You might remember FaceApp — a selfie-editing app that transforms users’ pictures by making them look older, younger, or giving them an artificial smile. Well, earlier this month, the Russian app’s creators updated their software with four new filters: “Asian,” “Black,” “Caucasian,” and “Indian.” First spotted by Mic, users can select these options and the app will alter their appearance, changing the color of their skin and hair.

It’s tantamount to a sort of digital blackface, “dressing up” as different ethnicities. Snapchat was previously criticized for implementing a similar feature when it released a Bob Marley selfie mask to celebrate 4/20. FaceApp itself has been criticized for racial insensitivity in the past, with users pointing out that its “hot” filter consistently lightened users’ skin tones.

The different racial filters being used on Cate Blanchett.
The different racial filters being used on Cate Blanchett.

The company later apologized for the feature, with CEO Yaroslav Goncharov explaining that the effect was an “an unfortunate side-effect of the underlying neural network caused by the training set bias.” This means that the software that was used to change users’ appearance had been fed only pictures of white people, so this was the skin color it associated with “hotness.” This sort of data-led bias is a big problem in the field of artificial intelligence, with programs regularly embodying racial and gender prejudices because of the data they’re trained on.

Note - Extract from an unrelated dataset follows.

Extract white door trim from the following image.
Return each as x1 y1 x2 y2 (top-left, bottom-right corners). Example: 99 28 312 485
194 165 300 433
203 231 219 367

In the case of FaceApp’s latest update, though, Goncharov claims there is no bias or prejudice involved. “The ethnicity change filters have been designed to be equal in all aspects,” he told The Verge over email. “They don’t have any positive or negative connotations associated with them. They are even represented by the same icon. In addition to that, the list of those filters is shuffled for every photo, so each user sees them in a different order.”

Some might point out, though, that the order the filters appear in is hardly the issue — it’s the fact they’re being offered in the first place.